It appears that neither the Sony 55-210 mm f/4.5-6.3 nor the Canon EF-S 55–250mm f/4–5.6 reports the actual focal length to the camera: both cameras' metadata show the lens but report the focal length as the minimum zoom.
I took pictures of the full moon and got some odd results, looking at the exposures closely. In particular, the size of the subject changed in the frame, which makes me think the zoom was not staying where I put it.
Could someone help me reverse-engineer the focal lengths actually used? Besides better comparing the two systems, I wonder if the longest zoom on the Canon in giving more chromatic aberration and less contrast, since even after reconciling the exposure difference I have effects I can't explain. So knowing the settings used will be helpful.

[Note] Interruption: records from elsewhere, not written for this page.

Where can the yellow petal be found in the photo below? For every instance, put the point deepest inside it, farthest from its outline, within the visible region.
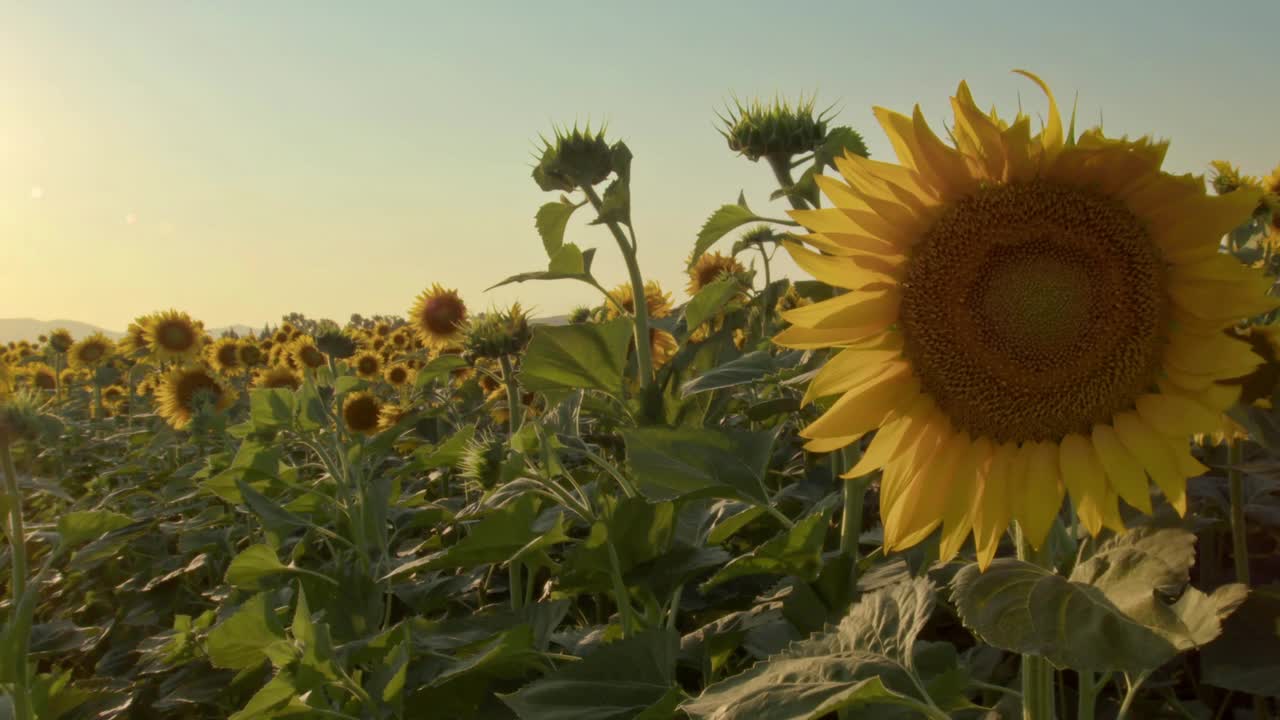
(991, 504)
(1153, 452)
(1084, 478)
(1123, 468)
(1042, 493)
(856, 309)
(865, 408)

Exposure 1: Sony α-6000 which has a crop factor of 1.5 (15.6mm tall tensor) and a vertical resolution of 4000 pixels. Image of full moon is 137 pixels. I had intended to zoom the lens to 210mm.

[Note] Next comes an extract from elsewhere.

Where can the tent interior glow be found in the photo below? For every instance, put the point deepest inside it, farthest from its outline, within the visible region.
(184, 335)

Exposure 2: Canon 70D which has a crop factor of 1.6 (15mm tall sensor) and vertical resolution of 3648 pixels. The full moon is 135 or 136 pixels.
Exposure 3: Canon 70D, full moon is only 125 pixels tall. This makes me think that the setting changed between exposures, obviously.
The shots were taken on 2015-August-1 just after 1:30 AM local time, just north of Dallas Texas.
Could someone give me a hand with this photometry problem?